LOS ANGELES (CNS/FOX 11) - The Archdiocese of Los Angeles issued a statement Monday saying that Katy Perry, rather than a woman who owns several restaurants, is entitled to purchase a Los Feliz property formerly used as a convent because the singer offered a better deal that will protect the nuns.

The statement comes 10 days after the archdiocese filed a lawsuit asking a judge to block the sale of the property, which is currently used as a house of prayer for priests, to nightlife maven Dana Hollister.

The June 19 suit states Hollister is considering using the property for a boutique hotel with a restaurant and bar and that the Sisters of the Most Holy and Immaculate Heart of the Blessed Virgin Mary have already agreed to Hollister's purchase of the buildings in the 3400 block of Waverly Drive (map).

According to the lawsuit, the archdiocese's lease of the buildings for the priests' house of prayer has a remaining term of 77 years.

"Terminating that lease cannot occur without the consent and agreement of the archdiocese, which is highly unlikely to occur under this transaction,'' the suit states.

The archdiocese had no choice but to sue, the statement reads.

"Unfortunately, the archdiocese had to take civil action to protect against the unauthorized action by Ms. Hollister, which was undertaken after the preferred transaction had been accepted in consultation with the Sisters,'' the archdiocese statement reads.

"The Hollister transaction lacks the required approval from the archdiocese and the Holy See and does not provide a solution for the house of prayer, which is on the property. The Archdiocese continues to work with the sisters to ensure that decisions concerning the sale of the property are made in their best interest. We want to make sure no one takes advantage of the sisters.''

The sale to Hollister was for $10 million, of which only $100,000 has been paid, according to the statement. The proposed sale to Perry would be worth $14.5 million, consisting of $10 million in cash and an agreement to provide an alternative property for the house of prayer worth $4.5 million, according to the archdiocese.

The same day the suit was filed, Los Angeles Superior Court Judge Robert O'Brien issued a temporary restraining order directing Hollister to permit archdiocese officials and their attorneys to enter the property.

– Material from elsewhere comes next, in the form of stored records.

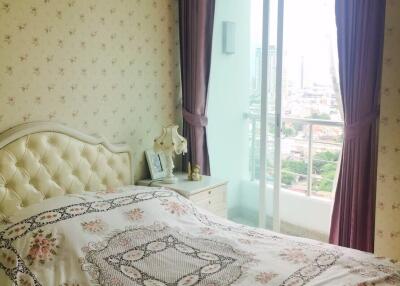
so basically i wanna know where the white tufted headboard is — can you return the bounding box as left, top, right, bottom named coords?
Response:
left=0, top=122, right=133, bottom=218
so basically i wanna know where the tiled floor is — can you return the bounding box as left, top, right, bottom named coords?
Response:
left=230, top=215, right=328, bottom=243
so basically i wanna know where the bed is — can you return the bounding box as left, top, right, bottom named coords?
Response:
left=0, top=122, right=399, bottom=286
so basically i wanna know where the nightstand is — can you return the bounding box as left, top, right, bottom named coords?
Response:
left=137, top=173, right=228, bottom=218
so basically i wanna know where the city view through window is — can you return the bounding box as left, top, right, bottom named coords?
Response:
left=248, top=0, right=343, bottom=199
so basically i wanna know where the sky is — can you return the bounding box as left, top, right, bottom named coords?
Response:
left=250, top=0, right=339, bottom=89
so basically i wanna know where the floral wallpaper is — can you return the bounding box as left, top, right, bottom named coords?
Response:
left=0, top=0, right=181, bottom=180
left=375, top=0, right=400, bottom=260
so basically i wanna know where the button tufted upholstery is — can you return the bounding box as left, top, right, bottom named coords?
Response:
left=0, top=122, right=132, bottom=217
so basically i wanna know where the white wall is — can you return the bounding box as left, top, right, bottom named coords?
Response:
left=208, top=0, right=251, bottom=216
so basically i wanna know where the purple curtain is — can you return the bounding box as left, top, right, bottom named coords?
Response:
left=329, top=0, right=386, bottom=252
left=179, top=0, right=215, bottom=175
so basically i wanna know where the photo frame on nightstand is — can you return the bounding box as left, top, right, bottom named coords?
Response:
left=145, top=149, right=168, bottom=180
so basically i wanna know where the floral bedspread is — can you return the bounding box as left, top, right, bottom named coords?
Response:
left=0, top=186, right=399, bottom=286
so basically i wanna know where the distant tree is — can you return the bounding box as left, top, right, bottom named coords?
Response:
left=313, top=178, right=333, bottom=193
left=282, top=172, right=296, bottom=186
left=314, top=166, right=336, bottom=192
left=313, top=151, right=339, bottom=193
left=313, top=151, right=339, bottom=174
left=282, top=126, right=295, bottom=137
left=282, top=160, right=307, bottom=175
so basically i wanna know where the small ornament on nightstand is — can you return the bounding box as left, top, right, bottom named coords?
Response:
left=190, top=164, right=202, bottom=181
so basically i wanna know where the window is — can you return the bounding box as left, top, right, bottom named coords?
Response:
left=248, top=0, right=343, bottom=199
left=208, top=0, right=342, bottom=235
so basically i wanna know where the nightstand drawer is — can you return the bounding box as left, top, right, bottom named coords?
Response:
left=189, top=185, right=226, bottom=202
left=195, top=201, right=227, bottom=218
left=137, top=173, right=228, bottom=218
left=189, top=185, right=227, bottom=217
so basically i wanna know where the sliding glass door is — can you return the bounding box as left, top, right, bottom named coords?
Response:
left=258, top=0, right=281, bottom=231
left=278, top=0, right=342, bottom=238
left=208, top=0, right=342, bottom=239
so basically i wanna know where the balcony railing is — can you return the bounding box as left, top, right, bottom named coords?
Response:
left=244, top=112, right=344, bottom=199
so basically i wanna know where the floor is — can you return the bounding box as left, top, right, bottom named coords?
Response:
left=230, top=215, right=329, bottom=242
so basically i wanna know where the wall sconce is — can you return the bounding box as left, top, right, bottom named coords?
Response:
left=223, top=21, right=235, bottom=54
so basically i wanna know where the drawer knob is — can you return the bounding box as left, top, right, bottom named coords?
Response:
left=208, top=200, right=211, bottom=205
left=208, top=191, right=211, bottom=195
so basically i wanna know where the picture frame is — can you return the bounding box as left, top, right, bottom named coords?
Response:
left=145, top=149, right=168, bottom=180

The order requires that Hollister be given 24 hours notice if archdiocese representatives want to show the property.

Lawyers for Hollister and the nuns opposed the TRO. Hollister's attorney, Randy Snyder, says in his court papers that Hollister is already the legal title holder of the property and is in possession of it.

A hearing on whether a preliminary injunction should be issued against Hollister is scheduled for July 9.

The Sisters of the Most Holy's activities are overseen by the archdiocese under orders issued in 2005 and 2013 in which the Rev. Thomas Anslow was appointed to act as the legal agent authorized to act in all civil matters on behalf of the institute, the suit states.

Despite such oversight, "unauthorized persons'' associated with the Sisters of the Most Holy organization in April and May reached an agreement to sell the property to Hollister, the suit says.

"Neither (the archdiocese) nor Father Anslow consented to the sale to (Hollister), in writing or otherwise,'' according to the lawsuit.